An interacting party willing to spend the coin first constructs a prover with a set of secrets, it knows and then the prover is executed in two steps:

  • Reduction - the prover uses the ErgoTree interpreter which deterministically reduces the ErgoTree proposition to a compound cryptographic statement (aka sigma proposition, Σ-protocol) by evaluating ErgoTree over known shared context (state of the blockchain system and a spending transaction). This step produces a value of the SigmaBoolean type.
  • Signing - the prover is turning the obtained (and possibly complex) Σ-proposition into a signature with the help of a Fiat-Shamir transformation. This step produces a proof that the party knows the secrets such that the knowledge can be verified before the spending transaction is added to the blockchain.

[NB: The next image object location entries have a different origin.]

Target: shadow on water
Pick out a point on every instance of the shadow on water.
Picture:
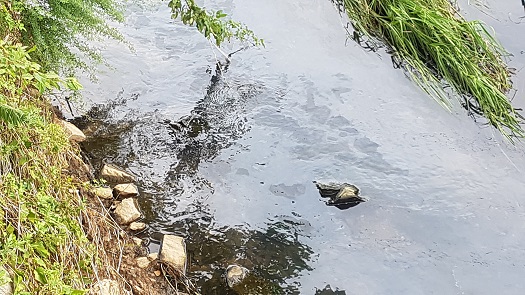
(213, 125)
(273, 253)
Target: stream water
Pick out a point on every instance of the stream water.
(227, 158)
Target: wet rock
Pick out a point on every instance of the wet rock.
(114, 174)
(127, 211)
(73, 132)
(137, 241)
(142, 262)
(136, 226)
(105, 287)
(153, 256)
(235, 274)
(173, 252)
(103, 192)
(125, 190)
(341, 195)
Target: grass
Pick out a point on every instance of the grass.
(435, 43)
(50, 238)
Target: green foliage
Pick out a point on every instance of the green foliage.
(435, 43)
(59, 28)
(41, 238)
(212, 25)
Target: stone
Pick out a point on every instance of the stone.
(125, 190)
(173, 252)
(136, 226)
(235, 274)
(137, 241)
(114, 174)
(73, 132)
(341, 195)
(127, 211)
(142, 262)
(103, 192)
(105, 287)
(153, 256)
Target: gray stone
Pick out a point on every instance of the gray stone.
(125, 190)
(142, 262)
(127, 211)
(114, 174)
(173, 252)
(235, 274)
(73, 132)
(105, 287)
(137, 241)
(153, 256)
(135, 226)
(103, 192)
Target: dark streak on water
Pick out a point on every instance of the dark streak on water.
(227, 159)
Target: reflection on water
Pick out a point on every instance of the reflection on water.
(213, 125)
(273, 254)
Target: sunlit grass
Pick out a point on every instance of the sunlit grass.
(435, 43)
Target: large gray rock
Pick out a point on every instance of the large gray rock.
(103, 192)
(173, 252)
(235, 274)
(114, 174)
(73, 132)
(105, 287)
(125, 190)
(136, 226)
(127, 211)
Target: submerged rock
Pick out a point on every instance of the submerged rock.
(73, 132)
(173, 252)
(103, 192)
(235, 274)
(136, 226)
(341, 195)
(127, 211)
(105, 287)
(114, 174)
(125, 190)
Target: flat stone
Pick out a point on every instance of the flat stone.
(142, 262)
(73, 132)
(235, 274)
(105, 287)
(153, 256)
(173, 252)
(135, 226)
(114, 174)
(127, 211)
(137, 241)
(125, 190)
(103, 192)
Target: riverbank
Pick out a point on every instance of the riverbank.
(56, 236)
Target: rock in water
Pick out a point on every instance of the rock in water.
(235, 274)
(127, 211)
(125, 190)
(341, 195)
(173, 251)
(73, 132)
(114, 174)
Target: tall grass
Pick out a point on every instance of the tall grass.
(435, 43)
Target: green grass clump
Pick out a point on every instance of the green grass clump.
(435, 43)
(43, 248)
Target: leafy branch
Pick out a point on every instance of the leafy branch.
(212, 25)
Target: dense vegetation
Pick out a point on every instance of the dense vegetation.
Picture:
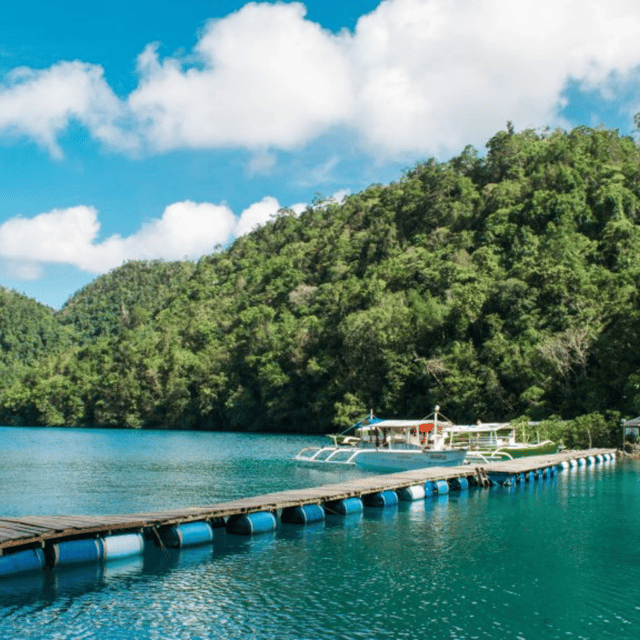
(496, 286)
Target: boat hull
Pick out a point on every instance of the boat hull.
(541, 449)
(392, 461)
(510, 452)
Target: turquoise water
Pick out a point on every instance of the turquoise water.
(557, 558)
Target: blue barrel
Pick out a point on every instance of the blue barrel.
(381, 499)
(409, 494)
(76, 552)
(459, 484)
(442, 486)
(303, 514)
(122, 546)
(187, 534)
(346, 506)
(252, 523)
(430, 488)
(29, 560)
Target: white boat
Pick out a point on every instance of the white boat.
(493, 441)
(388, 446)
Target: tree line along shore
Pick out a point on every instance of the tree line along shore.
(500, 285)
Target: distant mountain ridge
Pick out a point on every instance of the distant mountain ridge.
(496, 286)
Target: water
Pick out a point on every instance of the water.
(557, 558)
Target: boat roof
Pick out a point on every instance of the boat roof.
(484, 427)
(403, 424)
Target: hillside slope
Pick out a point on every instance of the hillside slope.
(495, 286)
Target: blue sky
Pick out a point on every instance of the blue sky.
(137, 130)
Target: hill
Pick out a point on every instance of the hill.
(495, 286)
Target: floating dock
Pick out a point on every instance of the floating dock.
(44, 542)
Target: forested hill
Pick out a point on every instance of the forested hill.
(496, 286)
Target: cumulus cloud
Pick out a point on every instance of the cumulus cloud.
(416, 76)
(41, 104)
(266, 77)
(70, 236)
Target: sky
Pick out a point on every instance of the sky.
(132, 130)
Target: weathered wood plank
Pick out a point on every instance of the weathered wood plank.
(37, 529)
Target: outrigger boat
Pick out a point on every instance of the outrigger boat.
(388, 446)
(492, 441)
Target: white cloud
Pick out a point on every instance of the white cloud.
(256, 215)
(416, 76)
(41, 104)
(70, 236)
(267, 77)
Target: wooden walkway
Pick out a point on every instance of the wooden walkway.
(37, 531)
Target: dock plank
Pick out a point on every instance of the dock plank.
(29, 530)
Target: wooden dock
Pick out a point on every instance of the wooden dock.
(39, 531)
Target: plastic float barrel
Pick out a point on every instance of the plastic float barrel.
(251, 523)
(345, 506)
(21, 562)
(72, 552)
(122, 546)
(381, 499)
(459, 484)
(430, 488)
(303, 514)
(187, 534)
(409, 494)
(442, 486)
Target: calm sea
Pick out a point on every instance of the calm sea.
(558, 558)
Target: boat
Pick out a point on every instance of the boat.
(494, 441)
(388, 446)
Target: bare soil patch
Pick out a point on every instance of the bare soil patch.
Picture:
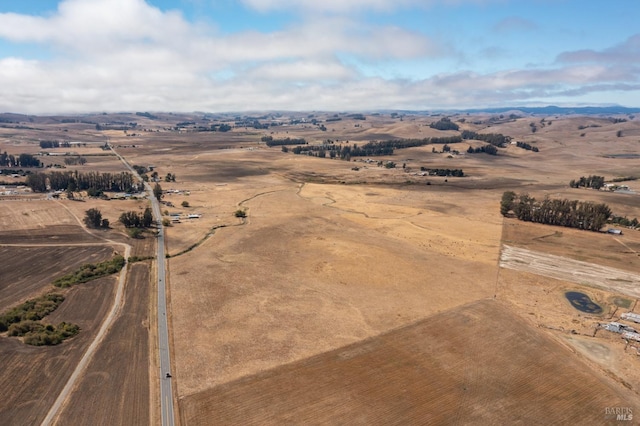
(32, 377)
(442, 370)
(44, 265)
(115, 387)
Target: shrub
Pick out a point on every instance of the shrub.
(90, 272)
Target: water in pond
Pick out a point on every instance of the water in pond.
(582, 302)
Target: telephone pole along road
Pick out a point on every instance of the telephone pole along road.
(166, 393)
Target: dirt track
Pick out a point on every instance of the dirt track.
(563, 268)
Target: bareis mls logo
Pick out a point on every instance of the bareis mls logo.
(619, 413)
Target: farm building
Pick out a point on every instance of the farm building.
(630, 316)
(616, 327)
(631, 336)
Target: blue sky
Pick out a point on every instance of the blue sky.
(337, 55)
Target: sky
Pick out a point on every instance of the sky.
(81, 56)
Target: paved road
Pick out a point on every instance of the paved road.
(166, 392)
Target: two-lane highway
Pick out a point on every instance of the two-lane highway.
(166, 392)
(166, 395)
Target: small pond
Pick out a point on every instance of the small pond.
(582, 302)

To allow valid coin spending a verifier is running the ErgoTree interpreter with the following three inputs:

  • A guarding proposition given by an ErgoTree
  • A blockchain context of the transaction being verified
  • A proof (aka transaction signature) generated by a prover

The verifier is executed as part of transaction validation for each input and is executed in three steps:

Reduction#

Same as prover, the verifier uses the ErgoTree interpreter and deterministically produces a value of the SigmaBoolean type. However, this step must finish the evaluation for any possible inputs within concrete fixed time limit (aka maximum cost), which the interpreter checks.

Cost estimation#

The verifier estimates the complexity of the cryptographic Sigma proposition (based on the size and the concrete nodes of the SigmaBoolean tree). The spending fails if the estimated cost exceeds the maximum limit.

Signature verification#

The signature checker, takes;

  1. The proof
  2. The SigmaBoolean (aka sigma protocol proposition)
  3. The signed message (e.g. transaction bytes).

The checker then verifies the proof, which means it verifies that all the necessary secrets have been known and used to construct the proof (i.e. sign the transaction).